Structural and dynamic basis of substrate permissiveness in hydroxycinnamoyltransferase (HCT)

• Published in: PLoS computational biology Vol. 14; no. 10; p. e1006511
• Main Authors: Chiang, Ying-Chih, Levsh, Olesya, Lam, Chun Kei, Weng, Jing-Ke, Wang, Yi
• Format: Journal Article
• Language: English
• Published: United States Public Library of Science 01.10.2018; Public Library of Science (PLoS)
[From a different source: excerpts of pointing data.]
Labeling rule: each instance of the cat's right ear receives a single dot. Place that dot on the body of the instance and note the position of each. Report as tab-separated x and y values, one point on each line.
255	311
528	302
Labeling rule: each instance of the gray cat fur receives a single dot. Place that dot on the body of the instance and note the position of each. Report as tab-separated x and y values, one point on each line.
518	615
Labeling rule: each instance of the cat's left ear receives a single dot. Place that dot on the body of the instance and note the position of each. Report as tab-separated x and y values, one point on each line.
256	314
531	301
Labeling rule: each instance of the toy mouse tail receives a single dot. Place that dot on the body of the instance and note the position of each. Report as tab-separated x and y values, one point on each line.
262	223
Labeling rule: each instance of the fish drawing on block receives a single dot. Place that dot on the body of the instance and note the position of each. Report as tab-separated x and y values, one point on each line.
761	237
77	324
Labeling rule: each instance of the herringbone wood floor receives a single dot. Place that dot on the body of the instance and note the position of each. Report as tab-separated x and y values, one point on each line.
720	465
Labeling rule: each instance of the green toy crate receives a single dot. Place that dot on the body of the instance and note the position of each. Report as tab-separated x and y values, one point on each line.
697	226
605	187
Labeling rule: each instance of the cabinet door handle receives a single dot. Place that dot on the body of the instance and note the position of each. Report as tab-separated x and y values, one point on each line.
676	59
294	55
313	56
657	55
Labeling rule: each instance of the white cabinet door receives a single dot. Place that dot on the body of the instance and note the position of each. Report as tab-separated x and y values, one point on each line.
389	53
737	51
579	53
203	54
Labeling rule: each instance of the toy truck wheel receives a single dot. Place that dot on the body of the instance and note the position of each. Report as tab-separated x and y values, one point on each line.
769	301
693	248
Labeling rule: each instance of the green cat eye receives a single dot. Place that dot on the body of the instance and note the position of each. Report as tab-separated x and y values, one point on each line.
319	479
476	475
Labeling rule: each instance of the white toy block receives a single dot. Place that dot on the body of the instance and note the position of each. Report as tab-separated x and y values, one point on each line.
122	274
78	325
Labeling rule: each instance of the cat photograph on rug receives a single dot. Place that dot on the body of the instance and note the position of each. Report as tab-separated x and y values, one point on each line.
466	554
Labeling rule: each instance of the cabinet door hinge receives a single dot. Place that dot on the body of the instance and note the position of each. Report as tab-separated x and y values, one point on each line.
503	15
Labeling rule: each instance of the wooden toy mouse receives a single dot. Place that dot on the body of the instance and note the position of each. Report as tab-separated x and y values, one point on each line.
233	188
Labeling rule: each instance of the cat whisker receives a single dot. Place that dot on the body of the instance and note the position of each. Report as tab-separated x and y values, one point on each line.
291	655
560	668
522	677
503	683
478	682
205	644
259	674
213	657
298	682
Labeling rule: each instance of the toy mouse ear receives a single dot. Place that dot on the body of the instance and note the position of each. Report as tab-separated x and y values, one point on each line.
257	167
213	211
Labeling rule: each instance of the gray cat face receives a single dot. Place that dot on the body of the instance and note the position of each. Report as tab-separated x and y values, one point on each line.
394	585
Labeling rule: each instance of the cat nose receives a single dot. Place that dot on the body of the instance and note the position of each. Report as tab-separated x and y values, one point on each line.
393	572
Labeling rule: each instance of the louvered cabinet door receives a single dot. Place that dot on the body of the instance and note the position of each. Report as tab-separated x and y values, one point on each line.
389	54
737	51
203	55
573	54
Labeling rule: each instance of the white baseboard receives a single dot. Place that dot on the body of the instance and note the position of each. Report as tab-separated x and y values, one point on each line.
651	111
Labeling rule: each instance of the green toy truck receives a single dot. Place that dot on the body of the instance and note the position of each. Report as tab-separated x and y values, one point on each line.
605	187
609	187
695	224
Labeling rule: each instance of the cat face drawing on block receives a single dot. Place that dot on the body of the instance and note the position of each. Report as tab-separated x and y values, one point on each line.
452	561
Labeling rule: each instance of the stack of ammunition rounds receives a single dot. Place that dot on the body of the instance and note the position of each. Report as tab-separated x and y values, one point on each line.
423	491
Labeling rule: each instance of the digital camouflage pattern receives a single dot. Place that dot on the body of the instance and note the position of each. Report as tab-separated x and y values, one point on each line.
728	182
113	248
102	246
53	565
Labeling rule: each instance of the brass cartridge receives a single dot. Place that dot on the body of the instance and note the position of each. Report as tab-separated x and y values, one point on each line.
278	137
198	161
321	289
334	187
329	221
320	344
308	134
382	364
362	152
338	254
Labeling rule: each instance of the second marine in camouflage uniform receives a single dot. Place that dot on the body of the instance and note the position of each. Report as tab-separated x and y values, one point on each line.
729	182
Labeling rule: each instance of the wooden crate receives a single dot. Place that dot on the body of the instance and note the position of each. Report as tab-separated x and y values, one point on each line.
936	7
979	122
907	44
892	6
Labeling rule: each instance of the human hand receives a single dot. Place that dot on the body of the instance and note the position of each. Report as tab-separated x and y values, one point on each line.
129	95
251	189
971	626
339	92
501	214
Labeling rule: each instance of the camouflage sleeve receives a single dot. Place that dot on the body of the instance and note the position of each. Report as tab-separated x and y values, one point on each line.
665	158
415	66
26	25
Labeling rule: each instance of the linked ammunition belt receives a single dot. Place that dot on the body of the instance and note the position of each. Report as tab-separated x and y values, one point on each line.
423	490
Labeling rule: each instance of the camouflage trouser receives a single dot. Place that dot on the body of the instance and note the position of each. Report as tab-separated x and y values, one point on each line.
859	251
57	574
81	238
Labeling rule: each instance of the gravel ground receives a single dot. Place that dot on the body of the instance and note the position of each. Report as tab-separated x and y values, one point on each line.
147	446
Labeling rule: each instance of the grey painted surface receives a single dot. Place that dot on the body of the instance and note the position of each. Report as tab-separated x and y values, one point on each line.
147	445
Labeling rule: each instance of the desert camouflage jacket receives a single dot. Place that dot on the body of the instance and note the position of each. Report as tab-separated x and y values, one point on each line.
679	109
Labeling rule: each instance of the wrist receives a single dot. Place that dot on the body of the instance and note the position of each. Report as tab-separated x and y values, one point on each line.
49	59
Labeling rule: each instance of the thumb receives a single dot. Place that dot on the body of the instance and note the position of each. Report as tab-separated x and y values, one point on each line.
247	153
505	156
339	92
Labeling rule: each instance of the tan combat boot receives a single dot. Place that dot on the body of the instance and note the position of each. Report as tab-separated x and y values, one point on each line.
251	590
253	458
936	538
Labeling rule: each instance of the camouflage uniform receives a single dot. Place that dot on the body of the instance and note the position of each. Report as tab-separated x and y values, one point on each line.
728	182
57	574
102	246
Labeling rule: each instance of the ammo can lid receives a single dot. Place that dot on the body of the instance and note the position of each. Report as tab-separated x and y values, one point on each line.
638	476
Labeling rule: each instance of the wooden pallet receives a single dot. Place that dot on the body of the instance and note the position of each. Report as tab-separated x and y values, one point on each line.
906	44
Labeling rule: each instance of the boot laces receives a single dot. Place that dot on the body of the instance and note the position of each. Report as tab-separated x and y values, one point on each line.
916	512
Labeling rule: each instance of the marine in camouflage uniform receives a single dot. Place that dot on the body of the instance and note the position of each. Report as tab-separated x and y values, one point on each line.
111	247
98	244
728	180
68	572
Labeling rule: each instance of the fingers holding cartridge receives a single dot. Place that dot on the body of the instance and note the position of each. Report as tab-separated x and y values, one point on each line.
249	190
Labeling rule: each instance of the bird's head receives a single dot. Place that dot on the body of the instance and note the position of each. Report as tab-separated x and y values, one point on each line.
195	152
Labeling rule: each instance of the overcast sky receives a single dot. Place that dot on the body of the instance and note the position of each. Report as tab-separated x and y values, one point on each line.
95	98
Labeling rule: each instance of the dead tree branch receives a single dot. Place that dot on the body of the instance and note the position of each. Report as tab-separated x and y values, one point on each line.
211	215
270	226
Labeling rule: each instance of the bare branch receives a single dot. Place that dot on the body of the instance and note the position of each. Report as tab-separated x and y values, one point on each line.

• Subjects: Arginine; Automation; BASIC BIOLOGICAL SCIENCES; Binding sites; Biology and Life Sciences; Biomedical research; Catalysis; Computer simulation; Crystal structure; Crystallization; Enzyme metabolism; Enzyme structure; Enzymes; Metabolism; Molecular dynamics; Physical Sciences; Physics; Proteins; Raw materials; Salt bridges; Substrate specificity; Substrates; Hong Kong China; United States > US; Massachusetts; China
• ISSN: 1553-7358; 1553-734X; 1553-7358
• DOI: 10.1371/journal.pcbi.1006511

Substrate permissiveness has long been regarded as the raw materials for the evolution of new enzymatic functions. In land plants, hydroxycinnamoyltransferase (HCT) is an essential enzyme of the phenylpropanoid metabolism. Although essential enzymes are normally associated with high substrate specificity, HCT can utilize a variety of non-native substrates. To examine the structural and dynamic basis of substrate permissiveness in this enzyme, we report the crystal structure of HCT from Selaginella moellendorffii and molecular dynamics (MD) simulations performed on five orthologous HCTs from several major lineages of land plants. Through altogether 17-μs MD simulations, we demonstrate the prevalent swing motion of an arginine handle on a submicrosecond timescale across all five HCTs, which plays a key role in native substrate recognition by these intrinsically promiscuous enzymes. Our simulations further reveal how a non-native substrate of HCT engages a binding site different from that of the native substrate and diffuses to reach the catalytic center and its co-substrate. By numerically solving the Smoluchowski equation, we show that the presence of such an alternative binding site, even when it is distant from the catalytic center, always increases the reaction rate of a given substrate. However, this increase is only significant for enzyme-substrate reactions heavily influenced by diffusion. In these cases, binding non-native substrates 'off-center' provides an effective rationale to develop substrate permissiveness while maintaining the native functions of promiscuous enzymes.